A nurse is reinforcing teaching with a client who is premenopausal. Which of the following statements by the nurse is appropriate regarding breast self-examinations?
- A. Perform breast self-examinations during the middle of your cycle.
- B. Perform breast self-examinations while lying on your side.
- C. Use small, circular motions, working vertically up and down across the breast.
- D. Use the palm of your hand to detect the presence of any large masses under the skin.
Correct Answer: C
Rationale: Using small, circular motions in a vertical pattern is the correct technique for breast self-examination, making this an appropriate statement.
A nurse is caring for a client who is 6 hr postoperative following a bowel resection. Which of the following findings is the priority for the nurse to report?
- A. The client arouses easily but quickly falls back asleep.
- B. There is 20 mL of dark red drainage from the wound drainage device over the past 4 hr.
- C. There is 60 mL of dark yellow urine from the indwelling urinary catheter over the past 4 hr.
- D. The client reports a pain level of 6 on a scale from 0 to 10 at the incision site.
Correct Answer: A
Rationale: Difficulty staying awake 6 hours post-op suggests potential respiratory depression or neurological issues, a priority to report.
A nurse is assisting in the care of a client who is in the emergency department (ED) following a ski accident.
Nurses' Notes
Vital Signs
Diagnostic Results
Day 1:
Client brought to the emergency department (ED) following a fall that occurred while downhill skiing. Client states they fell when turning to avoid hitting another skier. Client reports feeling a severe, sudden pain of the right leg upon falling. Right leg was immobilized at the scene and the client transported to the ED.
Client states they were wearing a helmet while skiing. Client reports no headache or loss of consciousness.
Client reports pain as 10 on a scale of 0 to 10 to the right lower leg just below the knee and is unable to bear weight.
Right proximal tibia ecchymotic and swollen below the knee. Area is painful to touch. Open area noted on skin with bone visible. Right knee appears displaced. Left pedal pulses 3+, foot warm with intact movement and sensation. Right pedal pulses 1+, foot cool to palpation with minimal movement and reduced sensation.
The nurse is collecting data on the client.

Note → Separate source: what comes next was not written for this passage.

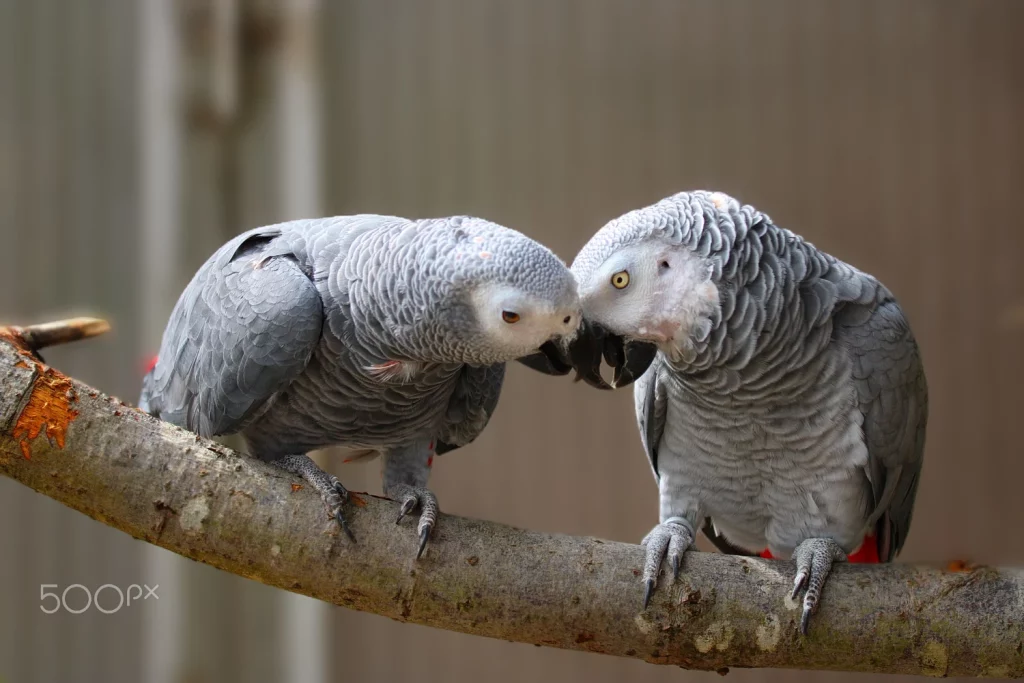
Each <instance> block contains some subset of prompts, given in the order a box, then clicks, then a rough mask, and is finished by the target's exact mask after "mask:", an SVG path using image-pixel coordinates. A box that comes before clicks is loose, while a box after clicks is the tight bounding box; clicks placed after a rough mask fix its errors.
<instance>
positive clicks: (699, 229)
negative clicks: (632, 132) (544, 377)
mask: <svg viewBox="0 0 1024 683" xmlns="http://www.w3.org/2000/svg"><path fill="white" fill-rule="evenodd" d="M641 248H642V249H641ZM638 249H641V251H631V250H638ZM644 250H646V251H644ZM648 258H649V259H650V262H651V264H652V265H651V267H652V268H653V264H654V263H658V262H662V259H667V260H666V262H667V263H668V261H669V260H671V261H672V266H671V268H666V269H657V270H656V272H655V271H654V270H651V271H650V275H649V276H651V278H658V279H660V278H663V276H667V278H670V280H668V281H662V280H658V281H657V282H656V283H646V284H644V285H642V286H641V285H637V286H634V285H631V288H632V291H633V292H636V294H630V290H627V291H626V292H615V291H612V290H611V289H610V285H609V284H608V275H609V274H610V273H609V272H608V271H606V270H605V269H604V268H606V267H607V268H612V267H613V268H622V267H627V266H625V265H624V263H629V264H630V267H634V266H635V268H636V269H635V270H634V273H635V275H634V276H635V278H636V276H638V274H639V273H640V272H646V271H644V270H643V268H644V267H645V266H644V265H643V264H644V263H646V262H647V261H646V259H648ZM631 259H640V260H631ZM606 264H607V265H606ZM571 269H572V271H573V273H574V274H575V276H577V279H578V281H579V282H580V287H581V293H582V295H583V303H584V310H585V314H586V315H587V316H588V318H590V319H591V322H593V323H595V324H599V325H601V326H603V327H605V328H607V329H609V330H612V331H613V332H614V333H615V334H620V335H624V336H626V337H632V338H633V339H637V340H641V341H645V340H646V341H654V340H653V339H652V338H650V337H645V336H644V335H645V334H647V333H646V332H645V331H644V330H645V329H646V328H648V327H651V326H655V327H656V326H657V325H659V324H660V323H663V322H664V321H662V319H660V318H657V319H652V318H651V317H650V316H651V315H656V314H658V313H657V311H658V310H659V309H658V308H657V306H656V305H655V304H656V303H657V301H659V300H664V301H669V300H670V299H672V297H676V299H678V301H677V303H678V304H679V305H676V306H675V307H673V308H671V309H668V308H666V309H665V310H672V311H682V313H681V314H683V315H684V318H683V319H680V321H679V324H680V325H681V326H682V327H680V328H679V334H678V335H677V336H675V337H673V338H671V339H670V340H669V341H664V342H658V343H659V344H660V346H659V348H660V349H662V350H660V353H659V354H658V356H657V359H656V360H655V361H654V364H653V365H652V366H651V368H650V369H649V370H648V372H647V373H646V374H645V375H644V376H643V377H642V378H641V379H640V380H638V381H637V383H636V385H635V388H634V392H635V394H634V395H635V401H636V410H637V419H638V423H639V427H640V435H641V440H642V441H643V445H644V450H645V452H646V454H647V458H648V460H649V461H650V464H651V468H652V470H653V472H654V475H655V479H656V480H657V482H658V486H659V492H660V502H662V512H660V516H662V519H663V520H665V519H668V518H673V517H684V518H687V519H688V522H689V523H690V524H691V525H692V527H693V528H694V529H696V528H700V527H701V525H702V526H703V528H705V529H706V530H710V531H711V532H712V533H713V535H714V536H710V538H712V541H713V542H716V538H717V540H718V541H721V542H722V545H728V546H729V547H731V548H733V549H739V550H741V551H743V552H749V553H756V552H760V551H762V550H763V549H765V548H767V547H771V549H772V553H773V554H774V555H776V556H777V557H787V556H790V555H791V554H792V553H793V552H794V550H795V549H796V547H797V546H798V545H799V544H800V543H801V542H802V541H804V540H806V539H808V538H815V537H827V538H833V539H835V540H836V541H837V542H838V543H839V544H840V545H841V546H842V547H843V548H844V549H845V551H846V552H851V551H852V550H853V549H854V548H856V547H857V546H858V545H859V544H860V543H861V542H862V541H863V539H864V533H865V531H872V530H874V531H877V533H876V536H877V538H876V542H877V543H878V546H879V551H880V557H881V558H882V559H883V561H888V560H891V559H892V558H893V557H895V555H896V553H898V551H899V550H900V548H901V547H902V545H903V543H904V541H905V539H906V536H907V532H908V529H909V525H910V518H911V509H912V505H913V499H914V496H915V492H916V486H918V480H919V478H920V471H921V465H922V462H923V452H924V443H925V430H926V424H927V411H928V397H927V387H926V383H925V375H924V369H923V366H922V361H921V357H920V352H919V350H918V347H916V343H915V342H914V340H913V336H912V334H911V333H910V330H909V327H908V325H907V323H906V319H905V317H904V315H903V313H902V311H901V310H900V308H899V306H898V304H897V303H896V302H895V300H894V299H893V297H892V295H891V293H890V292H889V291H888V290H887V289H886V288H885V287H884V286H883V285H882V284H881V283H880V282H879V281H878V280H876V279H874V278H872V276H871V275H869V274H867V273H864V272H862V271H860V270H858V269H857V268H855V267H853V266H851V265H849V264H847V263H844V262H843V261H841V260H839V259H837V258H835V257H834V256H831V255H829V254H826V253H824V252H822V251H820V250H819V249H817V248H816V247H814V245H812V244H810V243H809V242H807V241H805V240H803V239H801V238H800V237H799V236H797V234H795V233H794V232H791V231H790V230H786V229H784V228H781V227H779V226H777V225H775V224H774V223H773V221H772V220H771V219H770V218H769V217H768V216H767V215H766V214H764V213H762V212H761V211H758V210H757V209H755V208H754V207H751V206H749V205H741V204H740V203H739V202H737V201H735V200H734V199H732V198H729V197H727V196H725V195H722V194H720V193H707V191H693V193H681V194H679V195H676V196H673V197H670V198H668V199H666V200H663V201H662V202H658V203H657V204H654V205H652V206H650V207H646V208H643V209H639V210H637V211H633V212H630V213H628V214H625V215H624V216H621V217H620V218H616V219H614V220H612V221H610V222H609V223H608V224H607V225H605V226H604V227H603V228H601V230H599V231H598V232H597V233H596V234H595V236H594V238H593V239H592V240H591V241H590V242H589V243H588V244H587V245H586V246H585V247H584V248H583V250H581V252H580V254H579V255H578V256H577V258H575V260H574V262H573V264H572V268H571ZM663 270H664V272H663ZM613 271H614V270H612V272H613ZM668 273H671V274H668ZM671 279H675V280H671ZM663 282H674V283H676V284H677V285H678V289H666V288H667V287H668V286H667V285H664V284H662V283H663ZM712 286H713V289H712V290H709V289H708V288H709V287H712ZM708 291H712V292H713V293H714V297H713V298H709V297H708V296H706V295H705V294H703V293H707V292H708ZM648 292H649V293H656V295H655V297H654V298H649V299H641V298H633V299H629V298H624V297H628V296H633V297H642V296H645V295H644V293H648ZM631 310H638V311H639V310H642V311H645V313H644V314H645V315H647V317H646V318H643V319H639V318H635V317H630V316H631V315H632V314H631V313H629V312H628V311H631ZM652 311H653V312H652ZM637 314H639V313H637ZM665 314H666V315H668V314H669V313H665ZM672 319H673V321H675V319H677V318H672ZM628 321H633V323H631V324H630V323H628ZM670 322H671V321H670ZM627 325H632V327H623V326H627ZM615 326H618V327H617V328H615ZM689 517H693V518H692V519H689ZM706 517H710V518H711V519H712V520H713V521H714V523H713V524H706V523H703V522H705V521H706ZM716 545H720V544H719V543H716ZM720 547H721V545H720Z"/></svg>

Which of the following findings require follow up?
- A. Findings of right lower extremity assessment
- B. Pain level
- C. Level of consciousness
- D. Oxygen saturation
- E. Right pedal pulses
- F. Temperature
- G. X-ray results
Correct Answer: A,B,E
Rationale: Right lower extremity findings (swelling, open wound), severe pain, and weak right pedal pulses indicate potential fracture or vascular compromise needing follow-up.
A nurse is caring for a client who is postoperative. For which of the following findings should the nurse suspect the client is experiencing a deep-vein thrombosis?
- A. Muscle spasms
- B. Absent pedal pulse
- C. Numbness of the affected extremity
- D. Warmth of the affected extremity
Correct Answer: D
Rationale: Warmth is a classic sign of deep-vein thrombosis due to inflammation and blood flow changes in the affected area.